El muchacho, desolado,
cambió unos saberes por otros y vistió unos hábitos, marchó a Suramérica
en misión de su orden y, finalmente y sin olvidar jamás a la gitanilla,
los colgó y formó pareja con una muchacha morena con quien tuvo numerosa
descendencia y que le recordaba a la otra.
Aquella historia se me
olvidó por completo. Un día queríamos visitar lo que todavía quedara de
la granja de Mazalacete y recorrimos caminando el trecho entre Deza y
Cihuela, escuchando el agua abundante de las numerosas fuentes de ambas
entornos. De pronto vimos la cruz y junto a ella a dos muchachos que se
cogían las manos amorosamente.
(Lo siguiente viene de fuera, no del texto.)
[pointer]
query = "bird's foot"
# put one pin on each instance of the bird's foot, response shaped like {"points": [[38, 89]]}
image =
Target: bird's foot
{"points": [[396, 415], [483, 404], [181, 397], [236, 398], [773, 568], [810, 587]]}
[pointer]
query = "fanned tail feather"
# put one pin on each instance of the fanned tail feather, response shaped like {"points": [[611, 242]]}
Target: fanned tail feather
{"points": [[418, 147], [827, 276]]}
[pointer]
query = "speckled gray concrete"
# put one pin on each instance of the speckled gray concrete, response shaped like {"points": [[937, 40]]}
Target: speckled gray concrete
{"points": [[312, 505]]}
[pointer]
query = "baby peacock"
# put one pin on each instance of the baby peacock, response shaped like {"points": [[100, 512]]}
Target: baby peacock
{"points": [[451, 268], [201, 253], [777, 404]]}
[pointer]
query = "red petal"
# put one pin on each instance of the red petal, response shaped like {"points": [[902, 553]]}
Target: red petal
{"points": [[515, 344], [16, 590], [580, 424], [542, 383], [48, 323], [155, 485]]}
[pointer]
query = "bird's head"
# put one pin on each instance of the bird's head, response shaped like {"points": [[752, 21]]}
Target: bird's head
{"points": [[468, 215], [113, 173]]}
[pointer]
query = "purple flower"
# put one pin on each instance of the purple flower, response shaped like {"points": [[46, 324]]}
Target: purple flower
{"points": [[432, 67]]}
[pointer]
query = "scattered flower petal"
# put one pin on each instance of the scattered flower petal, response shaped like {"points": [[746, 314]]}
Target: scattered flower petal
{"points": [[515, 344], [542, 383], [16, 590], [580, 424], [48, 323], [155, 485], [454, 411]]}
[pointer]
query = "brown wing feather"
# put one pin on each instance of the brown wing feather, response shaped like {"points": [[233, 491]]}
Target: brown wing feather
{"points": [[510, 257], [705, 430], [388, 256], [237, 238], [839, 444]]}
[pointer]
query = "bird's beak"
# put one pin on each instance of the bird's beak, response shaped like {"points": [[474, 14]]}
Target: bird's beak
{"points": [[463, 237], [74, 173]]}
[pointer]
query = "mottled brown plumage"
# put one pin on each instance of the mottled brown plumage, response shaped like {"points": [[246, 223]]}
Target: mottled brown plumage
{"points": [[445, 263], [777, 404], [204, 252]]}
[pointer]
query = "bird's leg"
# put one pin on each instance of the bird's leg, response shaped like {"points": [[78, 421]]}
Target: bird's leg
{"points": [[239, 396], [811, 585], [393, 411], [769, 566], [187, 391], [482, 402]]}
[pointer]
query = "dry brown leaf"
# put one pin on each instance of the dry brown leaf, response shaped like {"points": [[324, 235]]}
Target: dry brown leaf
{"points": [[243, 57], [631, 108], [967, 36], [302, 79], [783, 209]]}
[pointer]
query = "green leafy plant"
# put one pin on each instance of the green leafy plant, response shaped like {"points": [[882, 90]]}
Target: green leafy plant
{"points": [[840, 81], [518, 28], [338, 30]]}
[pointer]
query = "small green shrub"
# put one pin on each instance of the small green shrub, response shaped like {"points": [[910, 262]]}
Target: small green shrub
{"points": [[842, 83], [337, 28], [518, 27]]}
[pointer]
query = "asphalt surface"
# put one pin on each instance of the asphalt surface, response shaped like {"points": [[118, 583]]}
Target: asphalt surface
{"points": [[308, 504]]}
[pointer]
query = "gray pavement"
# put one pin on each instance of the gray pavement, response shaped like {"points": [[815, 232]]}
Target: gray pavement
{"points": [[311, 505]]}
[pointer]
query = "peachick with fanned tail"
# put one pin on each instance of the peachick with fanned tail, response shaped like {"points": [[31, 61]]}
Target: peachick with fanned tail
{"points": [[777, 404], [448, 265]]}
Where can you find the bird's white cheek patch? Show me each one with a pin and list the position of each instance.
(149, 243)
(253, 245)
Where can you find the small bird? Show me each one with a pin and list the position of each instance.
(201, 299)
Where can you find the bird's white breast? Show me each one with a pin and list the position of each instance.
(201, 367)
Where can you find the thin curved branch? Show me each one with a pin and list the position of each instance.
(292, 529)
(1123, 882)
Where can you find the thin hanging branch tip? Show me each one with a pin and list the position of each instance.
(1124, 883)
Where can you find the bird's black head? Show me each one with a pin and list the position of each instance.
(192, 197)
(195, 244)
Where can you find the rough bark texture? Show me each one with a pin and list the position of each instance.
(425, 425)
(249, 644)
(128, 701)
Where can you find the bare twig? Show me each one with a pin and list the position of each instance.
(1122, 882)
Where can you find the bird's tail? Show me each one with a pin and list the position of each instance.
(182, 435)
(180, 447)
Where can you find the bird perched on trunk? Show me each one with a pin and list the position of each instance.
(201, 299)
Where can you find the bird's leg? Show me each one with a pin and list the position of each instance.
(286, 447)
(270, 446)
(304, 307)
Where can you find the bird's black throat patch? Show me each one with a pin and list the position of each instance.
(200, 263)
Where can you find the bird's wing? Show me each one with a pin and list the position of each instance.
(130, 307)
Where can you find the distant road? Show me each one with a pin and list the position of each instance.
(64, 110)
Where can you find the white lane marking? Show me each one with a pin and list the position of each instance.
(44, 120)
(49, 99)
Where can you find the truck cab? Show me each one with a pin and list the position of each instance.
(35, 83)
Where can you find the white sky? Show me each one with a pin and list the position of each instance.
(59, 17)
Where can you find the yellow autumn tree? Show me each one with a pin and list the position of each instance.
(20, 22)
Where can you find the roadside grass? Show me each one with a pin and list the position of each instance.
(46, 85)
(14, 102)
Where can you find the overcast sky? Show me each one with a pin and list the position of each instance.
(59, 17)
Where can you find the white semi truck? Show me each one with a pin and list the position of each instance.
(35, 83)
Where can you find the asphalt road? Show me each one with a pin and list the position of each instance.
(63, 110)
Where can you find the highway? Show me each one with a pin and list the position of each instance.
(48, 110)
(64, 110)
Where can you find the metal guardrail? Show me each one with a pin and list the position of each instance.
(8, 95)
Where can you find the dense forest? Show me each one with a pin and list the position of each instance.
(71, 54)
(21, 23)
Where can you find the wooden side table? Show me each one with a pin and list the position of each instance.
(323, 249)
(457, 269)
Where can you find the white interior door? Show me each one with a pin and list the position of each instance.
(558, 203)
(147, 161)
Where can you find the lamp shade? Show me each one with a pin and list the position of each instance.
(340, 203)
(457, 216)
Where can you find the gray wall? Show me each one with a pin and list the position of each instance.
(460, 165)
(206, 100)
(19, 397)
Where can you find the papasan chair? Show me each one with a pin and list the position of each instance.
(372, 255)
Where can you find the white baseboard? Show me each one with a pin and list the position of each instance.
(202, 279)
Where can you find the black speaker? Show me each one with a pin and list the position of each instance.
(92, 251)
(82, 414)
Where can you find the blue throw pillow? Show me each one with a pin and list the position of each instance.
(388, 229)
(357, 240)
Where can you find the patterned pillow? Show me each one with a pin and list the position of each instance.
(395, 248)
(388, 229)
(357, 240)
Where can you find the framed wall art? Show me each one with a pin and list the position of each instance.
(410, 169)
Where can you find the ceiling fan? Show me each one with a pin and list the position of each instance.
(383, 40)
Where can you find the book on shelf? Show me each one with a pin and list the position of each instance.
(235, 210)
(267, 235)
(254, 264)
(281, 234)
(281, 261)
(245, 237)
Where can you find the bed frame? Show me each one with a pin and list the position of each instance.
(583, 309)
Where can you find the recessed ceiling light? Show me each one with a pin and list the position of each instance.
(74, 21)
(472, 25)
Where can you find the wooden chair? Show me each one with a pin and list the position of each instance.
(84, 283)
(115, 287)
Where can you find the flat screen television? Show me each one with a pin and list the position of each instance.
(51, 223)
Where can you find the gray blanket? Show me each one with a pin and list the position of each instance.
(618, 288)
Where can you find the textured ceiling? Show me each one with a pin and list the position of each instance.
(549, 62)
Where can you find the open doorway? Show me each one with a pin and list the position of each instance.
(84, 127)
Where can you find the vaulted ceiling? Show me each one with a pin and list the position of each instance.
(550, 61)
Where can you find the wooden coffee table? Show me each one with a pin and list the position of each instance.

Tendrían apenas dieciséis años y ambos
eran morenos de piel y exóticos de rasgos.
Mientras Concha y
Luisa, mis hermanas que aquella tarde me acompañaban, seguían caminando,
yo me detuve y me interesé por aquellos muchachos tan jóvenes y tan
ilusionados.
Él se llamaba Manuel y
ella Carmen. Y me contaron la historia, aquella que ya sabía, del
estudiante enamorado de la gitanilla. Manuel era bisnieto del estudiante
que se marchó a Bolivia y llevaba ese nombre en honor de su bisabuelo,
quien había hecho prometer, generación tras generación, que si en algún
momento la vida les llevaba a España, no dejaran de acercarse a Deza y
preguntar por el lugar donde se reunía con la gitanilla, enterrando en
él dos mechones de pelo que siempre le acompañaban dentro de una cajita.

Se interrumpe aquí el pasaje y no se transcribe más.